No description of columns at all
- AllofUs 250k
- CHASMplus
- CHASMplus MSK-IMPACT
- CIViC Gene
- ClinGen Allele Registry
- ClinGen Gene
- dbSNP
- dbSNP Common
- ENCODE TFBS
- ESP6500
- Flanking Sequence
- Geuvadis eQTLs
- gnomAD4
- Grantham Scores
- hg19 coordinates (although self-explanatory)
- HGDP
- LitVar
- NCBI Gene
- ncRNA
- NDEx
- OMIM
- PharmGKB
- PubMed
- Regeneron
- Repeat Sequences
- TARGET
- UCSC Genome Browser
- Uniprot Domain
- VISTA Enhancer Browser
Tools with missing description of some columns (some might be okay)
- ALoFT: "All annotations".
- BRCA1 Saturation Genome Editing Scores: "Function class" column has no description.
- CADD Exome: "Phred" and "Scores" columns description must be taken from CADD.
- Cancer Gene Census: several columns description is missing.
- Cancer Genome Interpreter: "All annotations".
- Candidate cis-Regulatory Elements by ENCODE (SCREEN): "ENCODE Accession ID" and "cCRE Accession ID"

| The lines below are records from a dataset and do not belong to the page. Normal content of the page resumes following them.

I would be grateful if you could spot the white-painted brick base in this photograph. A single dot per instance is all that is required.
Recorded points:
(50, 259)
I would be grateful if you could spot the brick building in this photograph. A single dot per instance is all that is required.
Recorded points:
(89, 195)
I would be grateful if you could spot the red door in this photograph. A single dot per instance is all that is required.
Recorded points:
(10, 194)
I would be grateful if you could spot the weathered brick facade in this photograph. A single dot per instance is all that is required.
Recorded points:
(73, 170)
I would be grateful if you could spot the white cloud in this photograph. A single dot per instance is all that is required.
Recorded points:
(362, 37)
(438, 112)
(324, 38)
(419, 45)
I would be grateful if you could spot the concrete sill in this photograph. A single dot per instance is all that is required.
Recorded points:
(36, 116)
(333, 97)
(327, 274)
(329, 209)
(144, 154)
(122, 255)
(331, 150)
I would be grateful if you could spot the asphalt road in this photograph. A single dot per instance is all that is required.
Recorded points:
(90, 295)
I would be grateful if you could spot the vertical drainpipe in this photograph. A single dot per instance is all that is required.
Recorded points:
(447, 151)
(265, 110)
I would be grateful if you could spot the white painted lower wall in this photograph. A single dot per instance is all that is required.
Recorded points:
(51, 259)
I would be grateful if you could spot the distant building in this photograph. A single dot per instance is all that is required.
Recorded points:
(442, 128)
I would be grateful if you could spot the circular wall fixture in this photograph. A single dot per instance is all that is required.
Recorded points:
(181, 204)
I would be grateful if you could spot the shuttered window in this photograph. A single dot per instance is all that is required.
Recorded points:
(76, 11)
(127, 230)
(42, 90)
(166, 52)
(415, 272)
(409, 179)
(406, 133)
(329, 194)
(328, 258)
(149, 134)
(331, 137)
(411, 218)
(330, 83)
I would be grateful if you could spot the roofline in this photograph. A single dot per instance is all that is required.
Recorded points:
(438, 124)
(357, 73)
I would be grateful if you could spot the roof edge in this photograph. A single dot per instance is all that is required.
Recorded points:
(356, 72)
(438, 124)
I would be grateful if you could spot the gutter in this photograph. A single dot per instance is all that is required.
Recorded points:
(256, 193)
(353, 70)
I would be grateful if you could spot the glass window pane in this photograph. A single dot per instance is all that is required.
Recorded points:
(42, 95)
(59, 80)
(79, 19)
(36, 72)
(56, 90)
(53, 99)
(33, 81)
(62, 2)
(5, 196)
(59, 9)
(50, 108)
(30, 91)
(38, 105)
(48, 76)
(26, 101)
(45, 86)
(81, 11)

- CEDAR: "CEDAR ID" and "PubMed ID" have no description
- CGD: Clinical Genomic Database: "All annotations".
- CIViC: 3/4 columns have no description
- ClinVar: "Disease Names", "Preferred Disease Names", "HGVS"
- COSMIC: "Variant Count (Tissue)", "Transcript", and "Protein Change"
- Denovo-DB: "Phenotype"
- DGIdb: The Drug Interaction Database: "Drug name", "All annotations"
- ESM1b: "All annotations"
- EVE: "All annotations"
- ExAC Gene and CNV: "CNV Bias/Noise"
- FATHMM: "Prediction"
- FunSeq2: "All annotations"
- GeneHancer: "GeneHancer ID"
- GERP++: "Neutral Rate"
- gMVP: "All annotations"
- gnomAD: almost all columns have no description (it would be helpful to include a number of samples, which countries participated in creating the gnomAD subset etc)
- gnomAD Gene: "Transcript" and "All annotations"
- gnomAD3: almost all columns have no description
- GRASP: almost all columns have no description
- GWAS Catalog: "All annotations"
- Human Phenotype Ontology: "All annotations"
- IntAct: "Raw data"
- InterPro: "All annotations"
- MetaRNN: "All annotations"
- miRBase: "Accession ID"
- MITOMAP: "Disease", "PubMed ID"
- MuPIT: "Link"
- Mutation Assessor: "All annotations"
- MutationTaster: "All annotations"
- MutPred: "Variant", "All annotations"
- MutPred2: "All annotations"
- OncoKB: 7/12 columns description is missing
- PangaloDB: 5/8 columns description is missing
- PolyPhen-2: "All annotations"
- PrimateAI: "Rank Score"
- PROVEAN: Protein Variant Effect Analyzer: "UniProt Accession Number", "All annotations"
- Pseudogene: "Transcript"
- REVEL: "All annotations"
- SIFT: "All annotations"
- Swiss-Prot Binding: "UniProtKB Accession Number", "All annotations"
- Swiss-Prot Domains: "UniProtKB Accession Number", "All annotations"
- Swiss-Prot PTM: "UniProtKB Accession Number", "All annotations"
- VEST4: 4/6 columns description is missing
Suggestions for items classification
- Currently, "Input/Output" and "Reporters" appear among content-themed categories like "Literature", "Mendelian Disease", and "GWAS", which can be confusing. It would be more intuitive if these functional/system categories were grouped closer to the "Packages" section, as they relate more to tool operation than to biological themes.
- At the moment, the "Reporters" category contains only the "RData Reporter", while all reporters (including RData) are also listed under "Input/Output". This overlap may cause confusion.
- To make the menu more intuitive, categories could reflect OpenCRAVAT’s own module types—such as Widgets, Webapps, Annotators, Converters, Reporters, etc.—rather than "Input/Output" and "Visualization".